Before you start the execution, clear any existing instances of the PIL-generated functions. This action ensures that the target device starts in a clean state, without residual data or persistent variables from previous runs.

clear yoloxTrack
clear yoloxGNNTrack

Make the video player window visible and initialize key runtime parameters.

show(vidPlayer);
fpsPIL = 0;
timeStamp = 0;

Initialize PIL Function on Target

Initialize the PIL function on the target by calling it once with a dummy frame. This step sets up the inference engine and QNN runtime environment, loads the compiled QNN shared object (.dll), and allocates communication buffers for data exchange between MATLAB and the target.

yoloxTrack_pil(qnnHostModel, qnnTargetContextBinary, zeros(640,640,3,'uint8'), info, 0);
disp('### Starting ADAS Application on Target Hardware...');

Main Tracking Loop

The system enters the main tracking loop to continuously process frames.
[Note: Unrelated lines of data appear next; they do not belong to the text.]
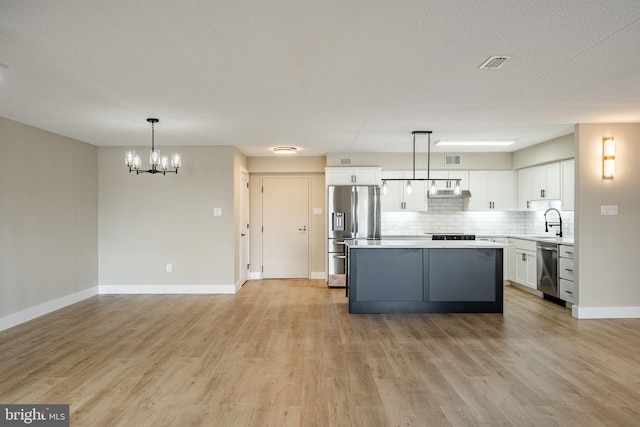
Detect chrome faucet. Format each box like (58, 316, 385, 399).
(544, 208, 563, 237)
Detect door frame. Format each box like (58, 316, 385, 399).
(260, 175, 311, 279)
(238, 167, 250, 287)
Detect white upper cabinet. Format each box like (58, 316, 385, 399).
(381, 170, 428, 212)
(531, 162, 560, 200)
(429, 170, 470, 191)
(325, 167, 382, 186)
(467, 170, 516, 211)
(561, 159, 575, 211)
(518, 162, 564, 209)
(517, 167, 534, 210)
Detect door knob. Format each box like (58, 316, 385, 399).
(241, 233, 246, 237)
(298, 226, 307, 231)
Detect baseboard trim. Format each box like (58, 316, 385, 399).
(248, 272, 262, 280)
(99, 284, 236, 295)
(310, 271, 326, 280)
(0, 287, 98, 332)
(572, 305, 640, 319)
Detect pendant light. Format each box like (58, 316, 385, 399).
(125, 118, 182, 175)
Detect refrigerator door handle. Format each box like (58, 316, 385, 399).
(352, 188, 358, 236)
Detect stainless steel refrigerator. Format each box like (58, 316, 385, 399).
(327, 185, 381, 287)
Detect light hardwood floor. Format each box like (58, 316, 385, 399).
(1, 281, 639, 426)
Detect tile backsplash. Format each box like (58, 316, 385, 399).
(382, 199, 574, 237)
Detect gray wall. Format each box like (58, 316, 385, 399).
(0, 117, 98, 318)
(99, 145, 246, 288)
(575, 123, 640, 313)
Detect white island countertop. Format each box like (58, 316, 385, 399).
(346, 239, 505, 249)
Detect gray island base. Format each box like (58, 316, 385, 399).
(347, 240, 504, 314)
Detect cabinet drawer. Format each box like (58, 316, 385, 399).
(559, 278, 575, 303)
(512, 238, 537, 252)
(559, 257, 575, 281)
(559, 245, 574, 259)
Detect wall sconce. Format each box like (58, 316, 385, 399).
(602, 137, 615, 179)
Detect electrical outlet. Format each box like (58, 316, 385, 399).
(213, 208, 222, 216)
(166, 263, 172, 272)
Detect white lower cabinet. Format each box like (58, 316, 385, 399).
(558, 244, 575, 304)
(511, 239, 537, 290)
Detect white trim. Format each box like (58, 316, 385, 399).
(99, 284, 236, 294)
(310, 271, 326, 280)
(572, 305, 640, 319)
(249, 272, 262, 280)
(0, 287, 98, 332)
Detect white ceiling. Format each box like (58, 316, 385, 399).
(1, 1, 640, 156)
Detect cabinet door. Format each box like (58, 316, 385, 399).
(449, 170, 469, 190)
(491, 171, 515, 211)
(507, 246, 516, 281)
(467, 171, 492, 211)
(525, 252, 537, 288)
(326, 169, 355, 185)
(561, 160, 575, 211)
(380, 171, 403, 212)
(531, 163, 560, 200)
(353, 168, 382, 185)
(544, 163, 560, 199)
(515, 250, 528, 285)
(517, 167, 533, 210)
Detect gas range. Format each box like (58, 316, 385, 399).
(430, 234, 476, 241)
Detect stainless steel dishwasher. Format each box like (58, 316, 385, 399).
(537, 241, 559, 297)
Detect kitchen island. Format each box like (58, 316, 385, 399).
(347, 239, 504, 314)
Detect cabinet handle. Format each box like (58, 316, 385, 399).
(565, 268, 573, 272)
(566, 290, 573, 295)
(522, 254, 526, 261)
(527, 201, 530, 209)
(566, 251, 574, 255)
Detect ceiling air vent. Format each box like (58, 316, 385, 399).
(340, 158, 352, 165)
(445, 155, 461, 166)
(478, 56, 512, 69)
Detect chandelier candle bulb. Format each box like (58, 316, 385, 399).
(125, 118, 181, 175)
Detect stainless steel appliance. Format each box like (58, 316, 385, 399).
(327, 185, 380, 288)
(537, 241, 559, 297)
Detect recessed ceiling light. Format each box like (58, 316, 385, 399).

In each iteration, capture a frame from the webcam, resize it to the model’s input resolution (640×640), and send it to the target device for inference. The Qualcomm Hexagon NPU runs deep learning and tracking using the compiled QNN model, while MATLAB measures end-to-end latency and updates the real-time FPS display.

Each frame follows this pipeline: acquisition, preprocessing, inference and tracking, and postprocessing with visualization. During postprocessing, overlay bounding boxes, class labels, and performance metrics on the output frame for real-time display.

while isOpen(vidPlayer)
    % Read the next frame from the video (RAW frame)
    rawFrame = snapshot(wCam);

    % Resize the raw frame to the model's target resolution (640x640)
    resizedFrame = customImageResize(rawFrame, info);
    timeStamp = timeStamp + 1;
    % --- Inference and Tracking on Target ---
    tic;
    [tracks, fpsI, fpsID, fpsIDT] = yoloxTrack_pil(qnnHostModel, qnnTargetContextBinary, resizedFrame, info, timeStamp);
    newt = toc;
    fpsPIL = .9*fpsPIL + .1*(1/newt); % Update the host-side FPS
    % Display tracking results on the frame
    frameOverlay = insertTracksToFrame(rawFrame, tracks, info.ClassNames);

    % Insert the FPS text onto the frame
    frameOverlay = insertText(frameOverlay, [1 1], ...
        "Inference FPS = " + num2str(fpsI) + ", time (s)= " + num2str(1/fpsI), ...
        "FontSize", 20, "FontColor", "white", "TextBoxColor", "black");

    frameOverlay = insertText(frameOverlay, [1 55], ...
        "Detection FPS = " + num2str(fpsID) + ", time (s)= " + num2str((1/fpsID) -(1/fpsI)), ...
        "FontSize", 20, "FontColor", "white", "TextBoxColor", "black");

    frameOverlay = insertText(frameOverlay, [1 110], ...
        "Tracking FPS = " + num2str(fpsIDT) + ", time (s)= " + num2str((1/fpsIDT) -(1/fpsID)), ...
        "FontSize", 20, "FontColor", "white", "TextBoxColor", "black");

    frameOverlay = insertText(frameOverlay, [1 165], ...
        "PIL Demo FPS = " + num2str(fpsPIL) + ", time (s)= " + num2str((1/fpsPIL) -(1/fpsIDT)), ...
        "FontSize", 20, "FontColor", "white", "TextBoxColor", "black");

    % Display the annotated frame in the video player
    step(vidPlayer, frameOverlay);
end

The while loop continues until you close the video player window. This maintains continuous processing of incoming frames and keeps MATLAB (host) synchronized with the Qualcomm target (PIL executable).

When the loop exits, release all system resources. Terminate the webcam connection, stop video playback, and clear any persistent functions associated with the target application.

release(vidPlayer)
clear wCam